A coroner has warned that staff at the East London NHS Foundation Trust (ELFT) appear to have not carried out required observations on patients, then simply written fake reports pretending they did.

Saba Naqshbandi KC, assistant coroner for Inner North London, raised the alarm after the trust admitted to “deliberate falsification of observation records” in one patient’s case.

Investigations commissioned by ELFT uncovered 11 subsequent “fatal incidents” where records may have been faked – and found cases of staff fabricating records were going up, not down.

Questioned by this newspaper, the trust – which serves Hackney, Newham, Tower Hamlets, the City of London, Bedfordshire and Luton – would not say this week that it was certain the fabrication of patient records had now stopped.

Mrs Naqshbandi has written a report stating: “I am concerned that action undertaken so far by the trust has not been sufficient to ensure that observations are being conducted and/or recorded as required which in my opinion gives rise to a concern that future deaths will occur.”

The scandal follows an inquest into the death of Mahamoud Hussain Ali, 40.

Mahamoud was found unresponsive in a room on Lea Ward, at the Tower Hamlets Centre for Mental Health, Mile End Hospital, on August 21, 2020.

He died five days later, at the Royal London Hospital in Whitechapel, having suffered brain death.

Mahamoud should have received checks every 15 minutes but a mental health nurse testified at his inquest in April that after discovering several checks never happened, she wrote fake observation reports, claiming in all of them that Mahamoud had been observed sleeping.

Since the falsification came to light, the coroner wrote: “Evidence has been provided by the trust that since Mr Ali’s death… there have been 11 fatal incidents where observation records may have been filled in where observations have not been conducted.”

But the trust did not tell the coroner the dates or locations of these 11 other deaths, nor the circumstances in which the affected patients died.

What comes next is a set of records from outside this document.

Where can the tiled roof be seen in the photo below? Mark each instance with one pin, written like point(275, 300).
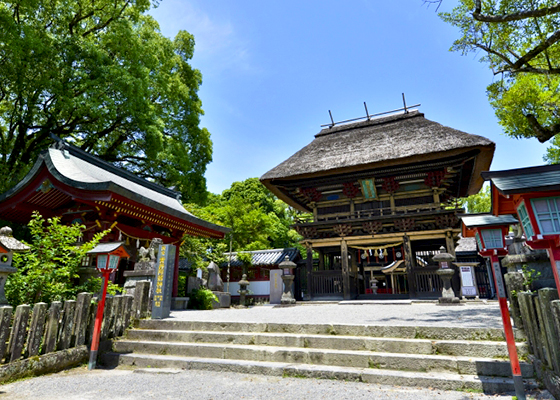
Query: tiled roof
point(79, 169)
point(466, 245)
point(533, 179)
point(472, 221)
point(265, 257)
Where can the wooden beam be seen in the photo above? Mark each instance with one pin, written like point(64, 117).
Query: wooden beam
point(382, 238)
point(345, 270)
point(309, 268)
point(409, 261)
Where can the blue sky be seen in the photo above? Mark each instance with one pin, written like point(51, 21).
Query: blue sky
point(272, 70)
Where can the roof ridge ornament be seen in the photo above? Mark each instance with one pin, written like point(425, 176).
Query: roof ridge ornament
point(369, 116)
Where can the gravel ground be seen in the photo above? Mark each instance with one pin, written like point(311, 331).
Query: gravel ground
point(475, 314)
point(120, 384)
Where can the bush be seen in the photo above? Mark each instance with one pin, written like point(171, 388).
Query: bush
point(48, 271)
point(201, 299)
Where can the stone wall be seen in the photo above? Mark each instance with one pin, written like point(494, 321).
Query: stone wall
point(539, 313)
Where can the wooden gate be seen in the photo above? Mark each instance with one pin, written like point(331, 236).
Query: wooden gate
point(326, 284)
point(428, 283)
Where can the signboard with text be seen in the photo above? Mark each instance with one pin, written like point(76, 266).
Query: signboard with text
point(163, 282)
point(468, 285)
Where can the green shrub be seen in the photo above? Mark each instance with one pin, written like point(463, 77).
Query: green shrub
point(201, 299)
point(49, 270)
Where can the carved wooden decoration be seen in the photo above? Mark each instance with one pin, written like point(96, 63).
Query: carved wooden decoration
point(372, 227)
point(447, 221)
point(434, 178)
point(342, 230)
point(390, 185)
point(350, 189)
point(405, 224)
point(307, 232)
point(311, 194)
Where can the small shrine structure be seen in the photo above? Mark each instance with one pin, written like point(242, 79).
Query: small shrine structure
point(380, 196)
point(533, 194)
point(80, 188)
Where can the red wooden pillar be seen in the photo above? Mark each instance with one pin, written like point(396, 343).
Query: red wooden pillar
point(175, 290)
point(554, 255)
point(508, 330)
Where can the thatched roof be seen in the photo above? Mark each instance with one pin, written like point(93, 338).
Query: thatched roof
point(394, 140)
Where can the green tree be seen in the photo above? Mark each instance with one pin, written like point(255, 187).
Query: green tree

It also did not disclose the results of any subsequent investigations or whether any “consequential action” followed.

All that is known is that one of the deaths, in May 2023, occurred on the same ward Mr Ali had been on – Lea Ward at Mile End Hospital.

ELFT told the coroner that concerns had been raised in September 2022 about “the quality and consistency of engagement and observation practice”.

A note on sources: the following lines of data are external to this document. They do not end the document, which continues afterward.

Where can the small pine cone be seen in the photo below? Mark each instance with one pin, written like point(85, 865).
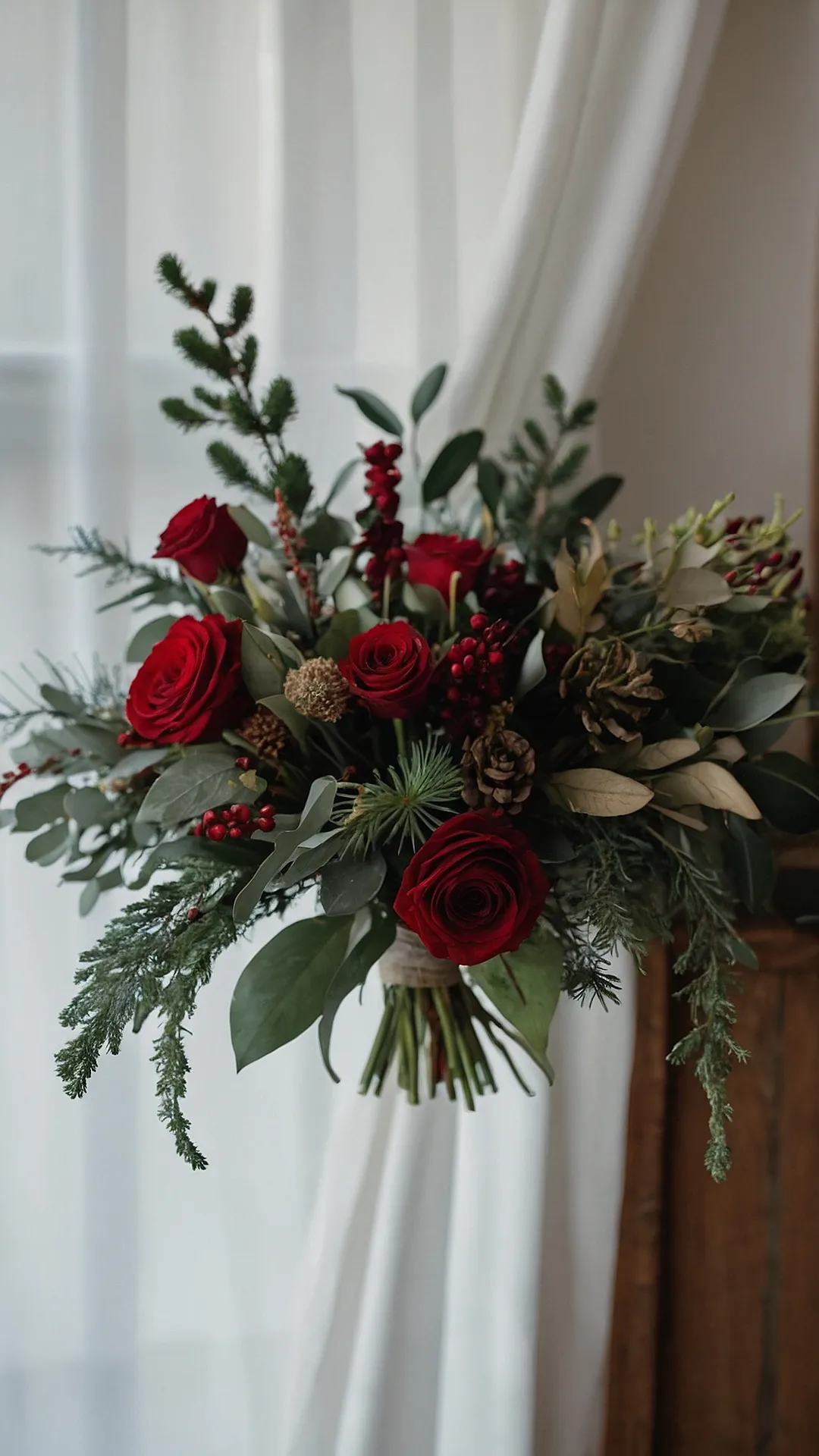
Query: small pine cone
point(318, 691)
point(611, 689)
point(265, 733)
point(497, 770)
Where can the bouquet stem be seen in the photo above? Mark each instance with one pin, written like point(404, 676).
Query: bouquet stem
point(430, 1017)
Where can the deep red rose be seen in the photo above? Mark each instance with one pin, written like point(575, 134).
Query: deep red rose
point(190, 686)
point(203, 539)
point(474, 890)
point(390, 669)
point(431, 561)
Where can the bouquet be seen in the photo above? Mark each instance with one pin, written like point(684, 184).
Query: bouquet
point(490, 753)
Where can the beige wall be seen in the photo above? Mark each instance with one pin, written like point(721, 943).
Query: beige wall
point(710, 386)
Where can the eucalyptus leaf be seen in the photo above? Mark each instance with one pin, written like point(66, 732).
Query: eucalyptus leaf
point(375, 410)
point(49, 848)
point(786, 789)
point(286, 845)
point(428, 392)
point(532, 669)
point(91, 807)
point(39, 808)
point(283, 987)
point(248, 523)
point(232, 604)
point(202, 780)
point(755, 701)
point(350, 884)
point(148, 637)
point(450, 463)
point(523, 986)
point(353, 971)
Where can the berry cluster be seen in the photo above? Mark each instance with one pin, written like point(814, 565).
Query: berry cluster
point(507, 590)
point(235, 823)
point(754, 565)
point(475, 676)
point(382, 535)
point(290, 542)
point(14, 777)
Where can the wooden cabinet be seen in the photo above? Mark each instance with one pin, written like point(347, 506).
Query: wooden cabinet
point(714, 1347)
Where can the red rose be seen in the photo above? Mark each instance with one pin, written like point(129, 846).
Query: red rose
point(474, 890)
point(203, 539)
point(431, 561)
point(390, 669)
point(190, 686)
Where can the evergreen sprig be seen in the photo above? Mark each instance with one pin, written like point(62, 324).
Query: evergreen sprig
point(152, 959)
point(419, 794)
point(231, 357)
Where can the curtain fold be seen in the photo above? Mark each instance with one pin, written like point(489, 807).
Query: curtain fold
point(401, 182)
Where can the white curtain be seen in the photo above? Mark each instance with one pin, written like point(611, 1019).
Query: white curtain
point(404, 182)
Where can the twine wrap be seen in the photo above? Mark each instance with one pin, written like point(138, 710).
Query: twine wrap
point(409, 963)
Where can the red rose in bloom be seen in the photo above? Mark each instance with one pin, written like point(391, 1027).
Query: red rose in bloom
point(190, 686)
point(474, 890)
point(390, 669)
point(431, 561)
point(203, 539)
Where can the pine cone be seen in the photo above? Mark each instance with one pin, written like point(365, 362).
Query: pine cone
point(610, 688)
point(265, 733)
point(318, 691)
point(497, 770)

Then, in October 2023, it wrote to staff about “falsification of observation records”.

But the trust added: “Despite this work, we have seen an increase in occasions where observation records have not been completed but records falsified to reflect that they had been done.”

It also told the coroner that while “the majority” of the 11 further fatal incidents “pre-date” its work to tackle fabrication of records, some have happened subsequently.

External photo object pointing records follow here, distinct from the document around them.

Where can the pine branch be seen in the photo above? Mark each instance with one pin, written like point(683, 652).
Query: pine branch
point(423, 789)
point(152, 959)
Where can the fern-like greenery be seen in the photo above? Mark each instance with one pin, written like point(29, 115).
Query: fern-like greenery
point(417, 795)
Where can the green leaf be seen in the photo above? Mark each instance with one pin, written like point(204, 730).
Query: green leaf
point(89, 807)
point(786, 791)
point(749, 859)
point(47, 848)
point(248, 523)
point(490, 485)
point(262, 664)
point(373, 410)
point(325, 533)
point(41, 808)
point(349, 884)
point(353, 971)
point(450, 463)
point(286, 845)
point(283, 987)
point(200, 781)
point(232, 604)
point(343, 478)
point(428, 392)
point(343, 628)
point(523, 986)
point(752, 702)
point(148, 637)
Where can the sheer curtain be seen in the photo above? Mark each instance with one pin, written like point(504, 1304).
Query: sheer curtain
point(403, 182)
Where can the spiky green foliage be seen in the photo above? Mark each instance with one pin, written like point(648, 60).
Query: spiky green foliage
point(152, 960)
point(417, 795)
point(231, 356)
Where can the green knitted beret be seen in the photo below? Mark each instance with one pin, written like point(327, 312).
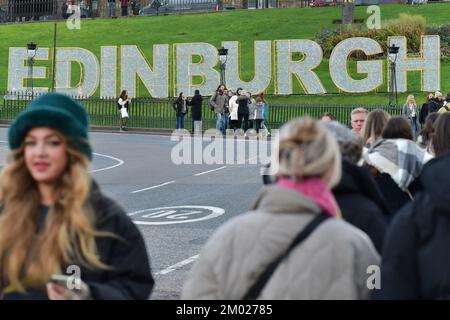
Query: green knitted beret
point(56, 111)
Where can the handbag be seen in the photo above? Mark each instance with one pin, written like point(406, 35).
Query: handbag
point(124, 112)
point(256, 288)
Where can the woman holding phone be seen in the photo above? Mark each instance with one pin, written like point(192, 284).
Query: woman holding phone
point(55, 221)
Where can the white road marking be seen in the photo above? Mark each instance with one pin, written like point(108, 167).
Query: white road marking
point(153, 187)
point(176, 214)
point(177, 265)
point(205, 172)
point(120, 162)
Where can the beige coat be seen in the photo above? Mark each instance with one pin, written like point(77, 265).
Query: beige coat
point(330, 264)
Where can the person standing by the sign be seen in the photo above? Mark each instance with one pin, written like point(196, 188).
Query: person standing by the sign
point(180, 107)
point(410, 113)
point(124, 6)
point(123, 105)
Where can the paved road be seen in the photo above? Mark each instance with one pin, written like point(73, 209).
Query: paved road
point(138, 172)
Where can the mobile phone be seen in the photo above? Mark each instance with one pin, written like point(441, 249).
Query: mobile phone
point(60, 279)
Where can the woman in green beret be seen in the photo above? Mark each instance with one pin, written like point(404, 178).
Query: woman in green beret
point(60, 237)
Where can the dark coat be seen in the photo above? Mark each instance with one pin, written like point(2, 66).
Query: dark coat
point(130, 276)
point(361, 202)
point(416, 259)
point(395, 197)
point(196, 103)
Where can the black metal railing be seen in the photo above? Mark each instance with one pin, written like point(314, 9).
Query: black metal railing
point(146, 112)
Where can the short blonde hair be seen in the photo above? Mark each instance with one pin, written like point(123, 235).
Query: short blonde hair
point(306, 149)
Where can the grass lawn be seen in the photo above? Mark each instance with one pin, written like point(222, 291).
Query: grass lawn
point(240, 25)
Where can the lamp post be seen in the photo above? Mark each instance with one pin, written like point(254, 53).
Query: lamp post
point(31, 53)
point(223, 56)
point(393, 51)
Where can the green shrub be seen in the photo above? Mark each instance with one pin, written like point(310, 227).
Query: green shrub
point(410, 26)
point(444, 33)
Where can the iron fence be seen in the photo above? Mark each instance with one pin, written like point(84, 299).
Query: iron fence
point(35, 10)
point(146, 112)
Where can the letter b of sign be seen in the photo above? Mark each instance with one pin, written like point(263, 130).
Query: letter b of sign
point(74, 280)
point(374, 280)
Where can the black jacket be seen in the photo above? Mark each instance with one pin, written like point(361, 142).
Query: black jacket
point(130, 276)
point(361, 202)
point(416, 259)
point(196, 103)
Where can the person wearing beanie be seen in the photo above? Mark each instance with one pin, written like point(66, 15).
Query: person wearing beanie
point(58, 232)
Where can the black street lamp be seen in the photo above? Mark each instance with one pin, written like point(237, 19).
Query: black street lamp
point(223, 56)
point(393, 51)
point(31, 53)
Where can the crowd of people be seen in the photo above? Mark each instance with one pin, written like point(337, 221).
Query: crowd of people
point(342, 202)
point(233, 110)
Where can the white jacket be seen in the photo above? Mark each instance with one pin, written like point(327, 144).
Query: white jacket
point(330, 264)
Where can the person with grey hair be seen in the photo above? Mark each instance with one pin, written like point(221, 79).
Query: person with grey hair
point(333, 257)
point(357, 194)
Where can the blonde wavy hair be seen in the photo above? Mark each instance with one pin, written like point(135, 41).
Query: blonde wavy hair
point(28, 259)
point(307, 150)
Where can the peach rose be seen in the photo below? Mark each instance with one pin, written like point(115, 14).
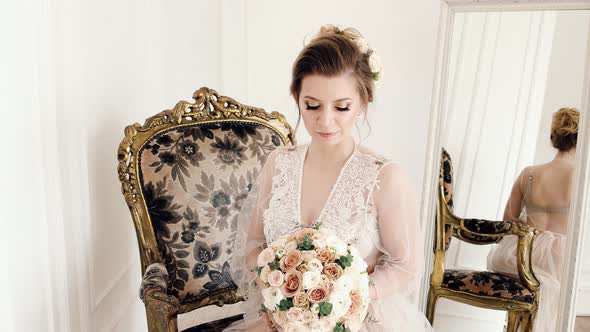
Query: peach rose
point(314, 265)
point(327, 282)
point(292, 283)
point(355, 296)
point(291, 260)
point(300, 300)
point(333, 270)
point(292, 245)
point(295, 314)
point(276, 278)
point(301, 234)
point(308, 316)
point(308, 255)
point(280, 317)
point(264, 273)
point(266, 256)
point(317, 294)
point(324, 255)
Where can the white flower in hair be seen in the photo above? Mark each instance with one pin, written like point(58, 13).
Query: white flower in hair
point(361, 43)
point(375, 65)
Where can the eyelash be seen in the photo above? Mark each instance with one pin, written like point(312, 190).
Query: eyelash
point(341, 109)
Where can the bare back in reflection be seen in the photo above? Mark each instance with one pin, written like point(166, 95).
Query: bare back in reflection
point(540, 197)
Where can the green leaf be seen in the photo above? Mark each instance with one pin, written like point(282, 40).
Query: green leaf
point(285, 304)
point(306, 243)
point(339, 327)
point(325, 308)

Mahamoud was taken to Homerton University Hospital by ambulance twice in one day (August 19, 2020), both after suffering falls in public.

A psychiatrist assessed his mental health on August 20 and he was sectioned, leading to his placement at Mile End Hospital.

He was placed in isolation pending the results of a Covid test. Staff were ordered to check on him every 15 minutes, but failed to do so.

When he was found unresponsive on August 21, he was taken to the Royal London, where a CT scan identified “unsurvivable early brain death”.

An inquest jury ruled his death an accident.

An ELFT spokesperson said: “The trust would like to express its deepest sympathies to Mahamoud Ali’s friends and family.

“We acknowledge that in the care provided, our standards fell short and for that we are sorry.

“We are reviewing the comments made by the coroner after writing to us.

“We remain strongly committed to learning from the shortcomings and addressing them to improve the quality and safety of care our service users receive.”